[xep-support] Re: Fonts and all

From: Kevin Brown <kevin@renderx.com>
Date: Thu Mar 05 2015 - 11:56:04 PST

Here's some more information on this subject for those (thinking) of using
those wonderful Noto fonts from Google.
If you have one of these files around and examine the properties, you would
see that the fonts are marked with an Embeddability flag of "Installable".
What does this mean?
Well ... it means that if you are going to use the font in a document, you
have only two choices:

(A) You can embed the *entire* font in the document as subsetting the font
is not allowed, or
(B) You can choose to not embed anything and the recipient of the PDF
*must* have the font installed in their system in order to actually view the
content

And to note, it's not a bug. RenderX respects the embeddability flag. I
created a document using Microsoft Word and exported that to PDF.
I got a very small PDF *but* when I opened it, it had no fonts in the
document and all the text was bitmaps.
Word has a setting that states "Bitmap all fonts that cannot be emdedded."
So it too respects the flag and would not subset the font.

Well, it's not clear to me who actually thought this would be great. Neither
of these options are actually a viable solution.
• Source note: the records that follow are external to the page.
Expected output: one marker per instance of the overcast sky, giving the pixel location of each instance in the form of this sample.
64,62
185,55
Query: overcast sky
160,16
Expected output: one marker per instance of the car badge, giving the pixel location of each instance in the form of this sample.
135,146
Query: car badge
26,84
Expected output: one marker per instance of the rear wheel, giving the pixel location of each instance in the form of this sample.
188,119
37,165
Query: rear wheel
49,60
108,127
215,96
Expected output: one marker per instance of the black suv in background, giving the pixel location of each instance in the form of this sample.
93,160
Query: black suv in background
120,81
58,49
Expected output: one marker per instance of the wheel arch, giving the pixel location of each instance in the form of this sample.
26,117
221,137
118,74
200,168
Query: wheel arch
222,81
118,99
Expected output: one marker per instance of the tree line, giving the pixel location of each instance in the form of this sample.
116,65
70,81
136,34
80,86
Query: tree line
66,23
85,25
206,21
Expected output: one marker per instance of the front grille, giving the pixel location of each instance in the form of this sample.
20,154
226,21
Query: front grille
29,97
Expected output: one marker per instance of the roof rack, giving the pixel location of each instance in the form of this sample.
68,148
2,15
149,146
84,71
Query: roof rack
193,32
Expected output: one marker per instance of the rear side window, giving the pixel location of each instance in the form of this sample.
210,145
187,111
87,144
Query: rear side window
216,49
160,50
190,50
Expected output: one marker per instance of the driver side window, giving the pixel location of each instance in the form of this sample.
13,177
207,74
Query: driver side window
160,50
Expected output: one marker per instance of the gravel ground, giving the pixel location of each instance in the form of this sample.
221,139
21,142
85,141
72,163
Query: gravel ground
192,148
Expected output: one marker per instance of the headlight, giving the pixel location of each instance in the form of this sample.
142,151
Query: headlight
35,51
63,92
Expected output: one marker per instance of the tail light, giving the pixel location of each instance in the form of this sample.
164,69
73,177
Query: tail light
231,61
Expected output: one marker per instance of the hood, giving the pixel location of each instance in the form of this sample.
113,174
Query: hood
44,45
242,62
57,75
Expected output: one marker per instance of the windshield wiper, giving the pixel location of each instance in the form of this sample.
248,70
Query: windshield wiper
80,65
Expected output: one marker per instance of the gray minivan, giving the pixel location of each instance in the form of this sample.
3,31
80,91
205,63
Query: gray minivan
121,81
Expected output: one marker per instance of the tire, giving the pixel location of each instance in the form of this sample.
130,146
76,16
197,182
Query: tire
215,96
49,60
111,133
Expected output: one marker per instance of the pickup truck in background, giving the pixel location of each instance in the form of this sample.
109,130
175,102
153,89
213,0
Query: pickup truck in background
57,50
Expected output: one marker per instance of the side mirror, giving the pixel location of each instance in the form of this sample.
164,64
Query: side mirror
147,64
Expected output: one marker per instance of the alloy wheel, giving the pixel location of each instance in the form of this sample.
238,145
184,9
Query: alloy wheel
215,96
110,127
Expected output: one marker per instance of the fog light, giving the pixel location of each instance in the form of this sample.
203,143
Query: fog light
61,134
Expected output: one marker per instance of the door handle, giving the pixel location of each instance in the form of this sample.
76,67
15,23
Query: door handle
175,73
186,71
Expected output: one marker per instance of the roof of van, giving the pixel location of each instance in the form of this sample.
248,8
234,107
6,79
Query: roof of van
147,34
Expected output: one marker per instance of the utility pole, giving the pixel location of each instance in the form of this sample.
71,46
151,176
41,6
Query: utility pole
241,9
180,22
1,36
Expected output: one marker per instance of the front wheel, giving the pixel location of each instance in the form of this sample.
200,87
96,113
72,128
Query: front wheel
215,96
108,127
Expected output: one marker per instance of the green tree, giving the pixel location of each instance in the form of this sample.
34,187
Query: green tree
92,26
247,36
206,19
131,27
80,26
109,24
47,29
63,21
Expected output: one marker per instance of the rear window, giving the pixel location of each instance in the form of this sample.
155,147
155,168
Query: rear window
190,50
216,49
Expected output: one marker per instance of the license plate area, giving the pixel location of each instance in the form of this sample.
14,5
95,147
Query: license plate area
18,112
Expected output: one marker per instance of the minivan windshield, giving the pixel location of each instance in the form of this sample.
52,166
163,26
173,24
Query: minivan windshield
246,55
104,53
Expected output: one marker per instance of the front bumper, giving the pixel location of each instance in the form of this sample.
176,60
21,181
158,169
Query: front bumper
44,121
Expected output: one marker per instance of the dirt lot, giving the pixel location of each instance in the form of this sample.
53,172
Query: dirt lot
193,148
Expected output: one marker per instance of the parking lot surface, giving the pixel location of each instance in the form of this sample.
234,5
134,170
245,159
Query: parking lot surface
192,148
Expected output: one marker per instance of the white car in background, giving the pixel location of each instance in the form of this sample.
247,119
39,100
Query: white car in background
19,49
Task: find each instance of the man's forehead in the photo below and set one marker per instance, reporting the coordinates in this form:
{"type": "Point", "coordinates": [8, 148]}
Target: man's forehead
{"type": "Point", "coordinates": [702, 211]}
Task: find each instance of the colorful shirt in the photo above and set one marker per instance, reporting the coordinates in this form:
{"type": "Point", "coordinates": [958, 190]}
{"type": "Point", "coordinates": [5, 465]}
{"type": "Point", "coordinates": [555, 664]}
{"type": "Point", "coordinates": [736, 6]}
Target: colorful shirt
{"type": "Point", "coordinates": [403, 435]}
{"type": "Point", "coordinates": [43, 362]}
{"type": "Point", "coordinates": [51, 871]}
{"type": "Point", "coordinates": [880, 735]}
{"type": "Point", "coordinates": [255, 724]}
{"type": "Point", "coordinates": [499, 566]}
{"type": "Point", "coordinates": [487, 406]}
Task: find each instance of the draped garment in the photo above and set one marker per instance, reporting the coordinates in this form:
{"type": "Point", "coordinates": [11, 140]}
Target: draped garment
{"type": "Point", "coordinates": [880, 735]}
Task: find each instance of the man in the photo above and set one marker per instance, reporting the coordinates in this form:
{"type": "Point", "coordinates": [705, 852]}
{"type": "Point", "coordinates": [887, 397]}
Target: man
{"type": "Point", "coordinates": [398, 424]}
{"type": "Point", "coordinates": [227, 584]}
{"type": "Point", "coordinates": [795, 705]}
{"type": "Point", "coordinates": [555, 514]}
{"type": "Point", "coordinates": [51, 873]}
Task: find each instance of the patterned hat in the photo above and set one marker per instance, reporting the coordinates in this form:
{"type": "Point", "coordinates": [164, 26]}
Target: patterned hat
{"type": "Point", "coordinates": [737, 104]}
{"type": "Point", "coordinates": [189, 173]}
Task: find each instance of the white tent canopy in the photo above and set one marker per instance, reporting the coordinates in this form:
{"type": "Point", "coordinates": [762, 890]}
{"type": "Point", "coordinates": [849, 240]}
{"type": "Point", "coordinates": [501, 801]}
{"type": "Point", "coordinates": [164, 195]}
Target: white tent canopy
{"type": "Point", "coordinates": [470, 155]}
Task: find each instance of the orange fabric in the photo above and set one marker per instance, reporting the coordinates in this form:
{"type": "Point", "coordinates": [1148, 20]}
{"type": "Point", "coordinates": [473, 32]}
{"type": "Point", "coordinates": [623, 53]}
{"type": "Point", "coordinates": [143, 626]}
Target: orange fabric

For (A), just one Google Noto Font like "NotoSansCJKsc-Bold.otf" is 16.1MB.
Yes that is right. 16.1MB. It means that if you created a document and
inserted one character using this font and wanted option (A), your
(uncompressed) PDF would be at least 16.1MB. Using PDF compression it comes
down to about 4MB.

For (B), you would have to have a very controlled distribution of those PDFs
because everyone who wanted to look at it would have to have the font
installed and accessible by the OS.

So, I guess the directions in this thread are great instructions for
managing fonts, but just don't use the Google Noto (or their Adobe
equivalent) fonts.
At least all of the NotoSansCJKsc ones as those are the only ones I
examined.

Kevin Brown
RenderX

-----Original Message-----
From: Xep-support [mailto:xep-support-bounces@renderx.com] On Behalf Of
Kevin Brown
Sent: Wednesday, March 04, 2015 12:47 PM
To: 'RenderX Community Support List'
Subject: [xep-support] Re: Fonts and all

More on this to come for sure.
I did some additional testing and found the reason why the resulting PDFs
are too large using the Noto fonts.

We are now checking some things out ... it could be a bug in OTF font
embedding or it could be that (some of) the fonts have an improper flag
set.
The resulting PDFs have the entire font embedded.
Once I know more I will post back.

Directions are good, just the Noto fonts I used seem to be an issue.

Kevin Brown
RenderX

-----Original Message-----
From: Xep-support [mailto:xep-support-bounces@renderx.com] On Behalf Of
Kevin Brown
Sent: Tuesday, March 03, 2015 2:52 PM
To: 'RenderX Community Support List'
Subject: [xep-support] Fonts and all

A few recent questions have been asked in Stackoverflow and also in our own
support groups about fonts. I thought a nice sample here would be
appropriate.

1) First, get access to a Unicode font that contains the characters you
want.

Well there are many places and we are not a font repository. However, one
great place to look is Google and specifically Google’s fonts. They are
trying to organize a complete set of fonts for most all of the world’s
languages. There are certainly many more places and the group is welcome to
chime in. I happen to have a nice setup with many of the “noto” fonts on
Google. See https://www.google.com/get/noto/#/

2) Next, add those fonts to you configuration.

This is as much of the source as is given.